-
51. Data: 2008-09-01 10:50:41
Temat: Re: Rozmowy kwalifikacyjne
Od: venioo <v...@p...fm>
empireus pisze:
>> a czy na pewno (gw) to odpowiednie media czytane przez potencjalnych
>> kandydatow na pracownikow? bo jak szukaliscie sprzataczki to raczej
>> watpie zeby kandydaci kupowali wyborcza...
>>
>
> Zdziwilbys sie ile osob kupuje poniedzialkowa GW tylko dla dodatku z
> ogloszeniami...
> Podobnie u mnie w rejonie-czasami kupuje sie DZ(obecnia "Polska") tylko
> dla ogloszen.
>
>
ja tam nie wiem jaka jest statystyka, z moich znajomych i otoczenia nie
kupuje tego nikt, jedyni ludzie jakich znam co kupuja takie gazety to
moj szef i moj ojciec w pracy sluzbowa dostaje.

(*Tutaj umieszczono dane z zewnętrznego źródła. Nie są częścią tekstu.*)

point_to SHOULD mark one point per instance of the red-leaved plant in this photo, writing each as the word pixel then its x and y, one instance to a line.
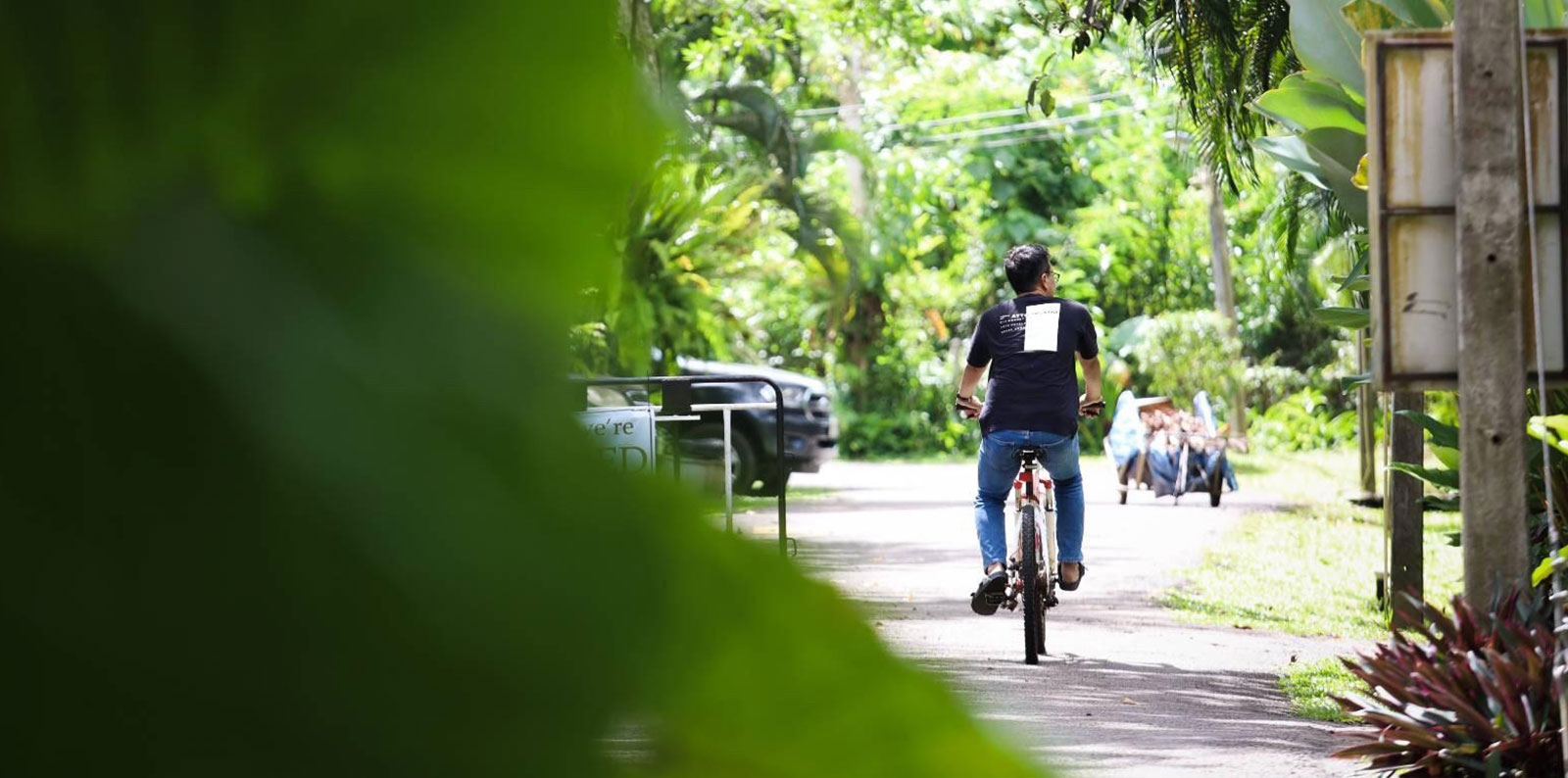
pixel 1463 695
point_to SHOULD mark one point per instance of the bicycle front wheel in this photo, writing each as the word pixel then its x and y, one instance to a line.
pixel 1029 569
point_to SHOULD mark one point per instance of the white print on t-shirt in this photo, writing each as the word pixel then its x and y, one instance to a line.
pixel 1040 326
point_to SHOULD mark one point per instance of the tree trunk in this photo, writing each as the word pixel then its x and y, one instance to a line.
pixel 1223 289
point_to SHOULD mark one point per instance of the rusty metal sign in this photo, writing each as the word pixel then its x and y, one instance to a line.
pixel 1410 185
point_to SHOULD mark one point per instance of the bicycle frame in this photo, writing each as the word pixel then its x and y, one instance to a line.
pixel 1034 487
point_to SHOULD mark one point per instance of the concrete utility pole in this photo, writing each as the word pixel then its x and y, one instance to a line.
pixel 852 114
pixel 1489 143
pixel 1223 289
pixel 1366 409
pixel 1402 511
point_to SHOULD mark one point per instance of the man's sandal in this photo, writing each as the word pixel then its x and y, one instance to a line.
pixel 1063 581
pixel 990 593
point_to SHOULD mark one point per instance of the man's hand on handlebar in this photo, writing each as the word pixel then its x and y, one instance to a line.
pixel 966 407
pixel 1090 409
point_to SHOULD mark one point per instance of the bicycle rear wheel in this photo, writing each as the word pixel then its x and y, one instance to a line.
pixel 1029 569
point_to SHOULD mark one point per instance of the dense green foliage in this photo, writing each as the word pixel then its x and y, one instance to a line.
pixel 290 483
pixel 847 179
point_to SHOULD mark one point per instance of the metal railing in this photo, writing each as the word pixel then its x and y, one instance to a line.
pixel 676 407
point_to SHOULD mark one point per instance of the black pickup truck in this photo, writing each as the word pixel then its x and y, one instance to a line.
pixel 811 432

ale jak powiedzialem wczesniej, to z moich obserwacji, moze statystyki
są inne
--
venioo
-
52. Data: 2008-09-01 11:33:30
Temat: Re: Rozmowy kwalifikacyjne
Od: Tomek <t...@o...pl>
Tomasz Kaczanowski wrote:
> Tomek pisze:
>> Józek wrote:
>>> Użytkownik "Wojciech Kulesza" <w o j t e k @ n o s p a m . n o p i n
>>> g . o r
>>> g> napisał w wiadomości news:g96ahb$mq0$1@inews.gazeta.pl...
>>>> Witam,
>>>> dzisiaj 5 przewidywanych rozmów kwalifikacyjnych, o 11, o 12, o 13,
>>>> o 15 i
>>> o
>>>> 17. Jest 15:47 i nikt nie przyszedł. Nawet nikt nie zadzwonił, że nie
>>>> przyjdzie. Po jaką cholerę ludzie wysyłają CV, potem się umawiają
>>>> jak mają
>>>> to wszystko w d...
>>>> Każdy z tych ludzi wstępnie zaproponował swoją stawkę, więc skoro
>>>> dzwonimy
>>> i
>>>> się umawiamy, to oznacza, że ta stawka wstępnie nam pasuje. Więc nie
>>>> może
>>>> być mowy o tym, że za mało chcemy zapłacić.

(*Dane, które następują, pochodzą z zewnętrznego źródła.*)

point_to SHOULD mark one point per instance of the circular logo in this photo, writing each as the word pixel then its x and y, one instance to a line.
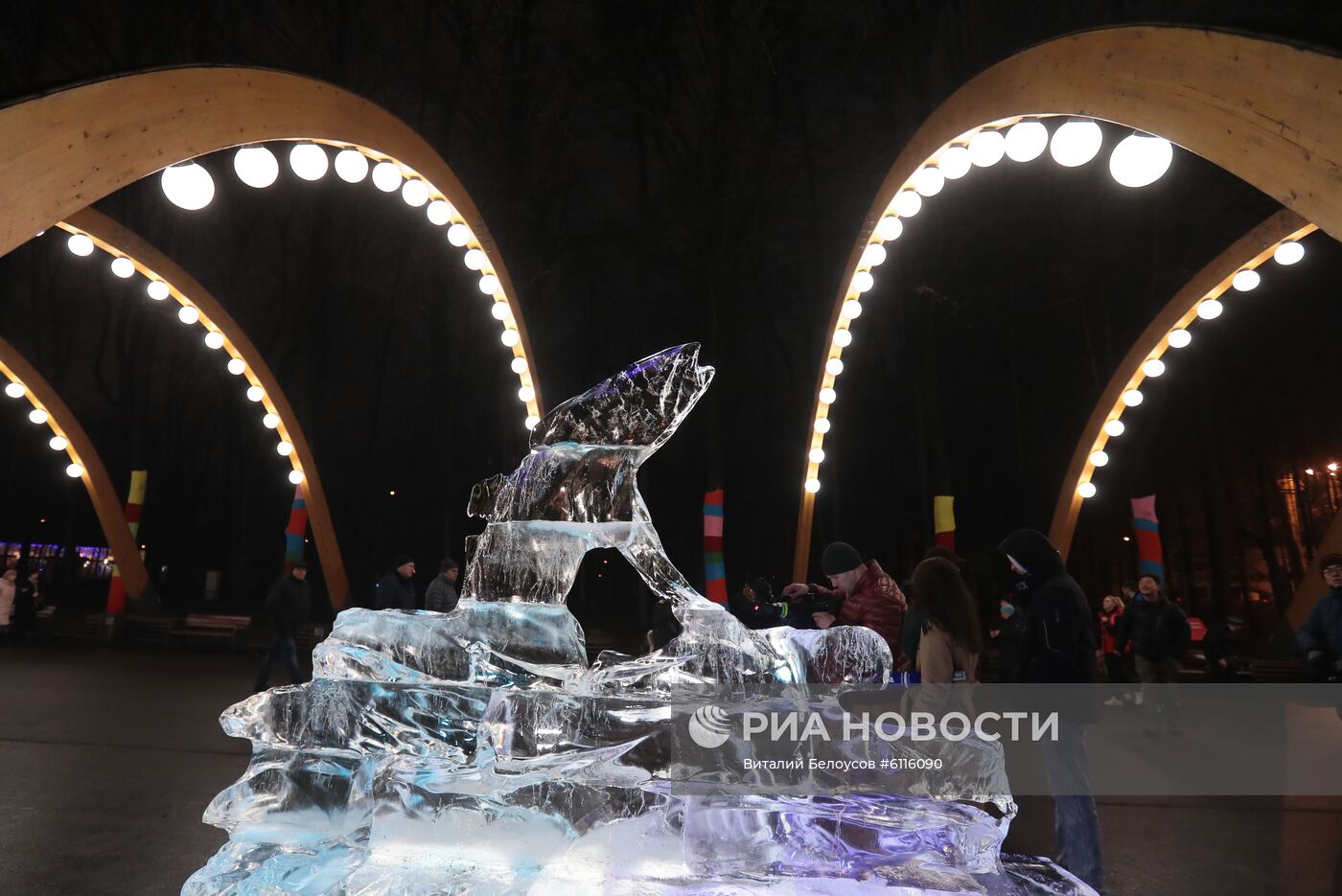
pixel 710 727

>>>> Czy to jest normalne?
>>>>
>>>> Wojtek
>>>>
>>> Witam
>>> Byłem na rozmowie kwalifikacyjnej i wszystko
>>> było Ok, do momentu pytania o stawkę godzinową.

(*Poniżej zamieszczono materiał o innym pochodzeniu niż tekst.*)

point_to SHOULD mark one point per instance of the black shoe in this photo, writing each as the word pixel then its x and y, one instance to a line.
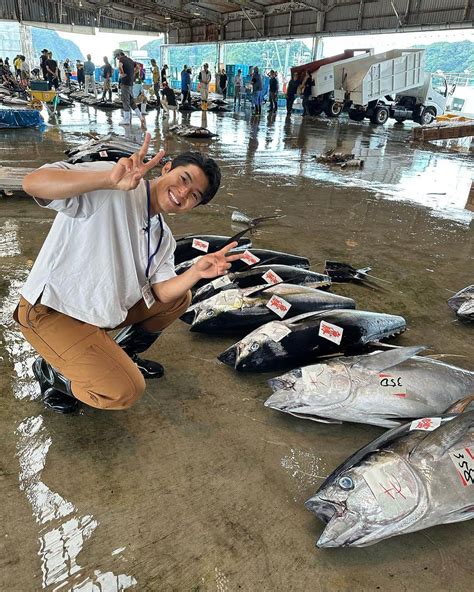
pixel 148 368
pixel 135 340
pixel 61 401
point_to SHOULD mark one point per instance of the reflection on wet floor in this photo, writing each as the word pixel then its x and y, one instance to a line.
pixel 208 485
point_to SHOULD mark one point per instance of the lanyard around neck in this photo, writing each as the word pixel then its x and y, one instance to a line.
pixel 148 229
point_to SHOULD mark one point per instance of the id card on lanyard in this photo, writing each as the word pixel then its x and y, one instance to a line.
pixel 147 290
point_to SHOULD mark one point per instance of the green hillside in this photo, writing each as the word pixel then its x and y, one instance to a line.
pixel 449 57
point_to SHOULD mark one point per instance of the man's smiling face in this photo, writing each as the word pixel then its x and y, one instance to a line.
pixel 180 189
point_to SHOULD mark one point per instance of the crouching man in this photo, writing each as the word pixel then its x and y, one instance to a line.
pixel 108 263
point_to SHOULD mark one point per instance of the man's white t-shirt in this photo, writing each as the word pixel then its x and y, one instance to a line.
pixel 92 264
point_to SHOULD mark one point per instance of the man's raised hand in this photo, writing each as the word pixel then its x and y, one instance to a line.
pixel 218 263
pixel 128 172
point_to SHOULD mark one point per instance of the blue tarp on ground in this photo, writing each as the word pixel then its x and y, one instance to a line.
pixel 15 118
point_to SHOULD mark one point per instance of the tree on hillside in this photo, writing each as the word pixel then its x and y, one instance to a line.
pixel 449 57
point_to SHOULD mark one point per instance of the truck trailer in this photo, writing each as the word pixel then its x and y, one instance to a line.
pixel 392 84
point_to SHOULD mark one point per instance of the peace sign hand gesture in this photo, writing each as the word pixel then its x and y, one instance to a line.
pixel 128 172
pixel 216 264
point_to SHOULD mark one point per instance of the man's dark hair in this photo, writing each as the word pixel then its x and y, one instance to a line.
pixel 208 166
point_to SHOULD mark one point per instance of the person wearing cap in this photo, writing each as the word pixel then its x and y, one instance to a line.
pixel 127 74
pixel 108 263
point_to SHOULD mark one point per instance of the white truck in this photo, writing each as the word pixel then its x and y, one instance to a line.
pixel 392 84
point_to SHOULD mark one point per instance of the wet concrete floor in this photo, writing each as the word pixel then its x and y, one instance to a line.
pixel 198 487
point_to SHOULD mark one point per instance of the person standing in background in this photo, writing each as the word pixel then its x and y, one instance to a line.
pixel 43 60
pixel 204 80
pixel 238 83
pixel 155 72
pixel 53 72
pixel 107 72
pixel 80 74
pixel 163 73
pixel 89 74
pixel 223 83
pixel 273 91
pixel 291 91
pixel 126 73
pixel 67 72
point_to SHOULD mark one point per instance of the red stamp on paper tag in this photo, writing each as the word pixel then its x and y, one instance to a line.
pixel 249 258
pixel 331 332
pixel 271 277
pixel 427 424
pixel 278 306
pixel 200 245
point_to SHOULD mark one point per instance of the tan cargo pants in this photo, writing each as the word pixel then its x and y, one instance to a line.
pixel 101 373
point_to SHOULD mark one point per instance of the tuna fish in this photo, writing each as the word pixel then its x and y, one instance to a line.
pixel 244 310
pixel 189 247
pixel 254 256
pixel 463 303
pixel 383 388
pixel 309 336
pixel 256 276
pixel 413 477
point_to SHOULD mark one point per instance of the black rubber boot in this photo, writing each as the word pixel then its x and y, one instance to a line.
pixel 135 340
pixel 55 388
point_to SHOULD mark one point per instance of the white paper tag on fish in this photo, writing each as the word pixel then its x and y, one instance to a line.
pixel 220 282
pixel 200 245
pixel 249 258
pixel 278 306
pixel 463 460
pixel 393 487
pixel 271 277
pixel 275 331
pixel 427 424
pixel 331 332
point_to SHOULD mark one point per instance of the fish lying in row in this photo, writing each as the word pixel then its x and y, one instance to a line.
pixel 256 276
pixel 244 310
pixel 254 256
pixel 308 336
pixel 463 303
pixel 409 479
pixel 383 388
pixel 188 247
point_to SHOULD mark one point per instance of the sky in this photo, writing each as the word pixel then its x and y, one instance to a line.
pixel 104 43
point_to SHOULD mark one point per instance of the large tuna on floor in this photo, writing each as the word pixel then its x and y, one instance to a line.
pixel 190 247
pixel 407 480
pixel 304 338
pixel 254 256
pixel 241 311
pixel 257 276
pixel 463 303
pixel 384 388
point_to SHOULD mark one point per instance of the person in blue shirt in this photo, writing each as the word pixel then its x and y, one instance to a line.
pixel 89 75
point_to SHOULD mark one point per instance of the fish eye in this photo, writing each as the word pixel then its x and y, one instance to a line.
pixel 346 483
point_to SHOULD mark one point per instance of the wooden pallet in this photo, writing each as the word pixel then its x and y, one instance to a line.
pixel 11 178
pixel 443 131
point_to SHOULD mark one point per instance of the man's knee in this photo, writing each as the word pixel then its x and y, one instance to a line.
pixel 120 391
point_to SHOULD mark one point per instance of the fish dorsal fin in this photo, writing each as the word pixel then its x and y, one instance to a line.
pixel 461 405
pixel 382 360
pixel 440 440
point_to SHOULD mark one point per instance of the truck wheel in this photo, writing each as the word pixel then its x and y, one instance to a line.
pixel 380 115
pixel 427 116
pixel 356 115
pixel 333 109
pixel 315 108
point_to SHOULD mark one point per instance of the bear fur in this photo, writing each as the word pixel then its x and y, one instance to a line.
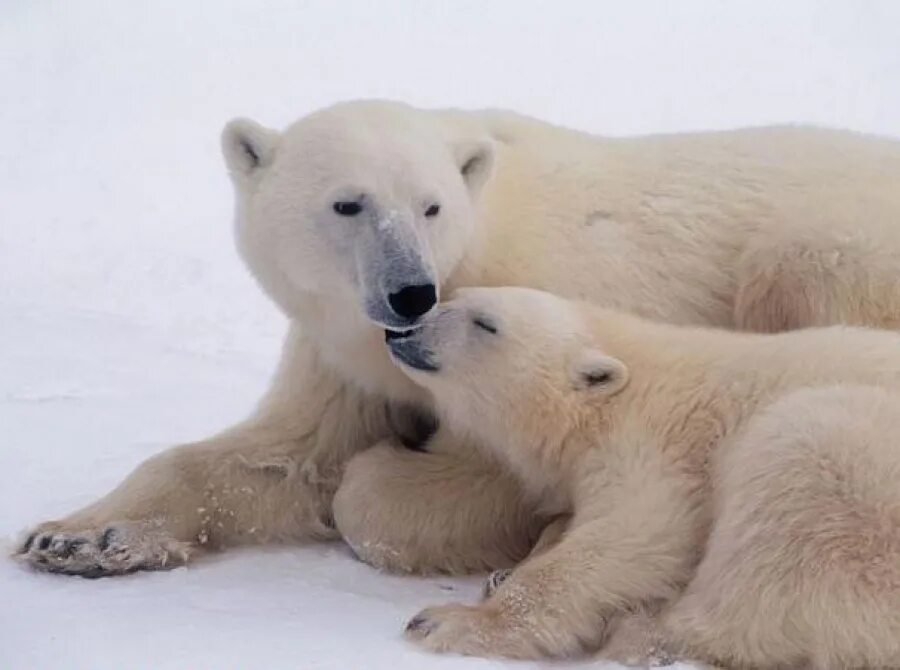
pixel 745 483
pixel 358 217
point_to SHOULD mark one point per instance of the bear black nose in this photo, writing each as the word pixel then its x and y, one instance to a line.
pixel 411 302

>>> W swoim CV napisałem od 3k do 5k, telefonicznie potwierdzono
>>> że mogę zarobić 5k zaproponowali mi 17zł/h ktoś nie umie liczyć?
>>> Wprawdzie zrobiłem tylko 150 km ale.............
>>>
>>> Pozdrawiam
>>> Józek
>>>
>>
>> 17zl*200h = 3400zl. Czyli miesci sie w Twoich widalkach
>
> Tyle, że ilość godzin w miesiącu jest 168 (czasami mniej).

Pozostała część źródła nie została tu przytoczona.